Can you get that railing sand blasted and then nickle plated?
What would be the best way to fix this???
2. Take the original and have it sandblasted and powder coated??? If so, how do I find someone locally that does this???
Any comments/suggestion would be greatly appreciated...
This might be the most expensive option, but it's also the one that'll provide the best results amongst the ones on your list.
There will be lots of places in your area that do powder coatings. Just look under "Industrial Coatings" in your Yellow Pages phone directory. Typically, the size of object that can be powder coated will be limited by the size of the baking oven at the place that's doing the work. If your rail is too large to fit in their baking oven, they can't powder coat it.
Powder coatings are much more impermeable and much more durable than air dry coatings like paints, thereby protecting the underlying metal much better than a paint would.
Talk to the places that do powder coatings in your area about what colour will hide the underlying iron the best, and how thick they can make the coating.
Generally, the harder and stronger the coating on the metal, the higher the temperature it takes to melt it. "Powder coating" is typically done at temperatures below 750 degrees. You can get an even harder and stronger coating on your railing if you have it "ceramic coated", which is to have it coated with porcelain enamel. Porcelain enamel is a much harder and more durable coating than even a powder coating. For example, on a stove, the (typically) white cooktop will be powder coated at about 500 degrees, but the blue/grey coating inside the oven will be porcelain enamel baked on at about 1300 deg. F. That oven coating is the hardest and most durable coating in most people's homes (save, perhaps for the chrome plating on brass fixtures in their bathrooms).

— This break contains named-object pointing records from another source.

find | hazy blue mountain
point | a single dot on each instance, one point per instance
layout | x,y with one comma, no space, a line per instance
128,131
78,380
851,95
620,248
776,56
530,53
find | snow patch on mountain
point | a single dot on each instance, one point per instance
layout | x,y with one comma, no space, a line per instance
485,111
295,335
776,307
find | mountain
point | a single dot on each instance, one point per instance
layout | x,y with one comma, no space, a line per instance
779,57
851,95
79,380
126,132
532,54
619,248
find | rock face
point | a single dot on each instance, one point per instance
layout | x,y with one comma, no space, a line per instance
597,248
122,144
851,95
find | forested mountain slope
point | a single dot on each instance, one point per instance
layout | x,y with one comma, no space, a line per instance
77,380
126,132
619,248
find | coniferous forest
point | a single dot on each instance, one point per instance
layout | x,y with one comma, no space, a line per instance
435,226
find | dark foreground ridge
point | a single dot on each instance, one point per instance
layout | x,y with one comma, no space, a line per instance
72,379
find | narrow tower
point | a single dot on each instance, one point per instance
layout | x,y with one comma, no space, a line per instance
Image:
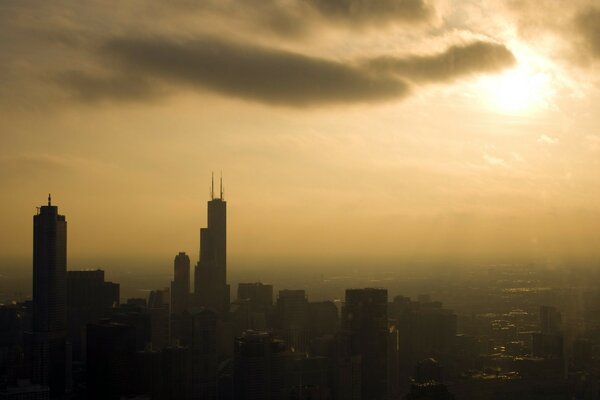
180,286
49,319
210,278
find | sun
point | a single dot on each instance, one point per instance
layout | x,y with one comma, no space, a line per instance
523,89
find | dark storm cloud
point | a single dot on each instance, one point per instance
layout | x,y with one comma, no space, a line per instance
456,61
250,72
374,10
270,75
90,87
587,24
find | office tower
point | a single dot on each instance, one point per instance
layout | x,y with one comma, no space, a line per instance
89,298
141,321
550,319
48,343
13,323
159,311
425,329
427,382
324,318
204,348
210,276
292,319
165,374
110,360
180,286
365,322
260,364
309,378
258,295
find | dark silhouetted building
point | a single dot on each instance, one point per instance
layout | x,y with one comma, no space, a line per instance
258,296
260,367
427,382
292,319
180,286
550,319
47,342
89,298
110,360
204,348
365,322
164,374
158,308
210,276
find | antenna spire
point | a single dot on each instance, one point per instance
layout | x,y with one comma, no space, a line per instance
221,185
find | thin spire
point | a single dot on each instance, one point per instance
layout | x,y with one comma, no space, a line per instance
221,185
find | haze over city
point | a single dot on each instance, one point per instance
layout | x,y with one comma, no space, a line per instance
299,200
384,131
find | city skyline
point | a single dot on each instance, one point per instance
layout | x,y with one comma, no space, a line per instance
412,129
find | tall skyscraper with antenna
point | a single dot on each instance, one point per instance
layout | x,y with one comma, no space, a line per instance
210,276
48,346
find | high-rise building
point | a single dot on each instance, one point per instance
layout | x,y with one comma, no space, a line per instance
260,367
210,276
365,322
180,286
258,295
292,319
111,360
89,298
48,345
550,319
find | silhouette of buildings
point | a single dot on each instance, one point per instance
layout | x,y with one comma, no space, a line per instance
257,295
550,320
260,363
292,319
365,322
48,339
210,276
110,360
89,298
180,286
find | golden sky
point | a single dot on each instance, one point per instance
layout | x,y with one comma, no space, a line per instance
345,129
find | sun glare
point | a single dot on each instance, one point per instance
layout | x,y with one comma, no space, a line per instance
520,90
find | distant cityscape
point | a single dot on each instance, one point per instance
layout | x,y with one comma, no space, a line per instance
516,333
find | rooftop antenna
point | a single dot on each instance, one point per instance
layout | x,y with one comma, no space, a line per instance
221,185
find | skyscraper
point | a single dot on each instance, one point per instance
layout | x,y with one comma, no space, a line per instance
365,322
49,322
180,286
210,276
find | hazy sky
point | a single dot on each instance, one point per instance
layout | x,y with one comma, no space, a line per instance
345,129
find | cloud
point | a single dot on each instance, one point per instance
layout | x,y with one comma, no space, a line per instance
239,70
270,75
587,24
374,11
544,139
456,61
573,27
89,87
494,161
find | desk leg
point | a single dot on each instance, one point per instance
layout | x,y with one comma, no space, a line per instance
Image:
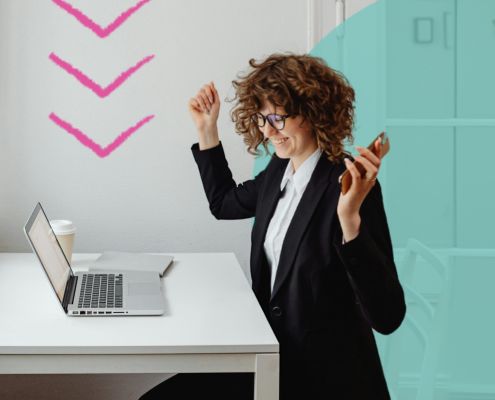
266,377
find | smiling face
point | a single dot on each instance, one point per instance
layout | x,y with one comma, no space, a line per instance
295,141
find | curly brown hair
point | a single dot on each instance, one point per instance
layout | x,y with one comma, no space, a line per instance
303,85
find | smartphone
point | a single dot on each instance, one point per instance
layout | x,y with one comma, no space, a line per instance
345,179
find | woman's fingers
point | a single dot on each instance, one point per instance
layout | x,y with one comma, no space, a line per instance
201,100
193,103
371,169
352,170
210,93
206,98
363,151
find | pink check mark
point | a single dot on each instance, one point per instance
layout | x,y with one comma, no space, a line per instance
99,90
95,147
90,24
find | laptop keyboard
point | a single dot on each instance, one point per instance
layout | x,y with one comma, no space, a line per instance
101,291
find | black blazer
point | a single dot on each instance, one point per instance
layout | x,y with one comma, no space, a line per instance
327,297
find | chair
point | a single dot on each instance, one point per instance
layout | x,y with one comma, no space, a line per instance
425,322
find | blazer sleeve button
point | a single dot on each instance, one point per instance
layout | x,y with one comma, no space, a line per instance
276,311
354,261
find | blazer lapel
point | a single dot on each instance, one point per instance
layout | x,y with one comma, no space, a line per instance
259,265
318,183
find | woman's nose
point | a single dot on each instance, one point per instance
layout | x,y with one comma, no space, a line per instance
268,130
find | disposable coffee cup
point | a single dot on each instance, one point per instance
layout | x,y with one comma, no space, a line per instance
65,232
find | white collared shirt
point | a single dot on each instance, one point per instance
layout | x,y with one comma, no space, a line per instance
294,183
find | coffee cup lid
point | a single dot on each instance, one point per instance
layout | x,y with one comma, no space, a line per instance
62,227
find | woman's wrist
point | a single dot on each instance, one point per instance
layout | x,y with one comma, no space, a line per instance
350,226
208,138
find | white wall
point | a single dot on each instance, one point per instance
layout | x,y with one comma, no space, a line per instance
146,195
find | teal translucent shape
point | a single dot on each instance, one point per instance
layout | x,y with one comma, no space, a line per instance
423,70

The only problem is that porcelain enamel is a hard and brittle material, and using metal fasteners on it to mount that railing is likely to crack or chip it up. Also, both powder coating and porcelain enamel result in very smooth finishes which might be slippery when they're wet with rain and perhaps more difficult to grasp securely in a fall.
But, powder coating would be vastly better than painting, and porcelain enamel would give you a harder and more durable finish than powder coating. I'd ask around at the places that do porcelain enamel coatings to see if they can think of any other good reasons not to go with a porcelain enamel coating on an iron railing that's going to spend it's life outdoors. Also, the porcelain enamel option is likely gonna cost more.

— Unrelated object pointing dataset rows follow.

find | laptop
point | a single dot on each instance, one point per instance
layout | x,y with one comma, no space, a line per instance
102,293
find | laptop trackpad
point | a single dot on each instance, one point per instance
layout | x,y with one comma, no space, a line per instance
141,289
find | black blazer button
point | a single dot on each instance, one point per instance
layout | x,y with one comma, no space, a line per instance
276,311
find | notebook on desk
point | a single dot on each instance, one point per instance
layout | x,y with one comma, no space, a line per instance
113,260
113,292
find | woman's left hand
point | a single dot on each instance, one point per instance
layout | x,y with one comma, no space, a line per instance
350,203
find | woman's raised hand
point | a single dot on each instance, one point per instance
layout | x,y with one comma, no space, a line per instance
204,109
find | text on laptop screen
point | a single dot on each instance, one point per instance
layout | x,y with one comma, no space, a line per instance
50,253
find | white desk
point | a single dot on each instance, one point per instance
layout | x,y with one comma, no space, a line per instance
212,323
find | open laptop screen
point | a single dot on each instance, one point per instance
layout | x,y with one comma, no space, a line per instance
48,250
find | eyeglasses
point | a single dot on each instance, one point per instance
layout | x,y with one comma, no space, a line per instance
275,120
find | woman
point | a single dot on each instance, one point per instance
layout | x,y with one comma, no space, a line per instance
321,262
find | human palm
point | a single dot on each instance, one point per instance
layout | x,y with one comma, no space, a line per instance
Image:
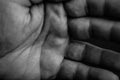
47,40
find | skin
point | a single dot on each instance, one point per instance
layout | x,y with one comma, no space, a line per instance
51,40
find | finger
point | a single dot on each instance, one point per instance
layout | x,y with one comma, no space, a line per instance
55,1
78,8
71,70
93,55
86,28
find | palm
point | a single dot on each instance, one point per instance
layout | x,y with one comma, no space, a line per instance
35,41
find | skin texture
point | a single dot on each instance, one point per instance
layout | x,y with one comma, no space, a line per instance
59,40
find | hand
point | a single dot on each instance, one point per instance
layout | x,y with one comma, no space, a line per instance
35,43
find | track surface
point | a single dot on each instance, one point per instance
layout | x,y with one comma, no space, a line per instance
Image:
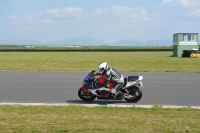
61,87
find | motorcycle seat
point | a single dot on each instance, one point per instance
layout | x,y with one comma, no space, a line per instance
133,78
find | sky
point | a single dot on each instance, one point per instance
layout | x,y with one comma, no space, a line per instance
105,20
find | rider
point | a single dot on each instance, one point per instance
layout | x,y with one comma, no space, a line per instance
113,75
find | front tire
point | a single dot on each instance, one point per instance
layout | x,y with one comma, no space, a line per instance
136,92
87,97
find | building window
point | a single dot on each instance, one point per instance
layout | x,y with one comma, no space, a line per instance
189,38
193,37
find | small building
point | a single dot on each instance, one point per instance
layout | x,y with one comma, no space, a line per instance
184,41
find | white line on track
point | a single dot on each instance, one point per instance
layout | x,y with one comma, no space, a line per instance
98,105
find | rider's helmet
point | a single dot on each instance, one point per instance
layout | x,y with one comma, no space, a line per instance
103,67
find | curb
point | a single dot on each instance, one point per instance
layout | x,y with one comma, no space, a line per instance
99,105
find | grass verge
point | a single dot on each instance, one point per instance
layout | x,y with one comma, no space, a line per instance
57,119
86,61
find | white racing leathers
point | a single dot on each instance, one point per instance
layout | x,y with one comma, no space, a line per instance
115,76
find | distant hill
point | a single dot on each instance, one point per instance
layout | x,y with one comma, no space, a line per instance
85,41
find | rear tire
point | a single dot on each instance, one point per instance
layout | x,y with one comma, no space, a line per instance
87,97
136,92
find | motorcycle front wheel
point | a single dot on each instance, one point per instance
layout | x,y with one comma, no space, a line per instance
136,92
87,97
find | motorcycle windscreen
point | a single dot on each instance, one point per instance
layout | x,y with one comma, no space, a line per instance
89,77
102,82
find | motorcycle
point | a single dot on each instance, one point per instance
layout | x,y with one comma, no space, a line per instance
96,86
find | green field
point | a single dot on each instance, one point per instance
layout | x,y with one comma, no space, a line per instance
17,48
86,61
70,119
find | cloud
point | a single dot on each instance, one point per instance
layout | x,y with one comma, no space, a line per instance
65,12
184,3
123,12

Porcelain Enamel Institute
The Powder Coating Institute
(I'd also inquire about nickle plating that iron railing. That would be more durable and protective than any porcelain enamel could ever be. Also, nickle is naturally corrosion resistant because it forms an oxide that's impermeable to air and water. It's like copper in that respect, only better; it rusts, but the rust it forms is highly impermeable to both O2 and H2O, sticks tenaciously to the underlying metal and thereby protects it from further oxidation. The oxide film that nickle forms is much more impermeable than the brown "rust" that copper forms, so that it protects the underlying metal from further rusting so well that it remains so thin as to be transparent. What better corrosion protection for the underlying iron could you imagine than a coating of pure nickel that naturally forms an oxide surface layer that protects itself (and therefore everything under it) from the oxygen and water in the environment? If nickle plating this railing is feasible, that's the way I'd go.)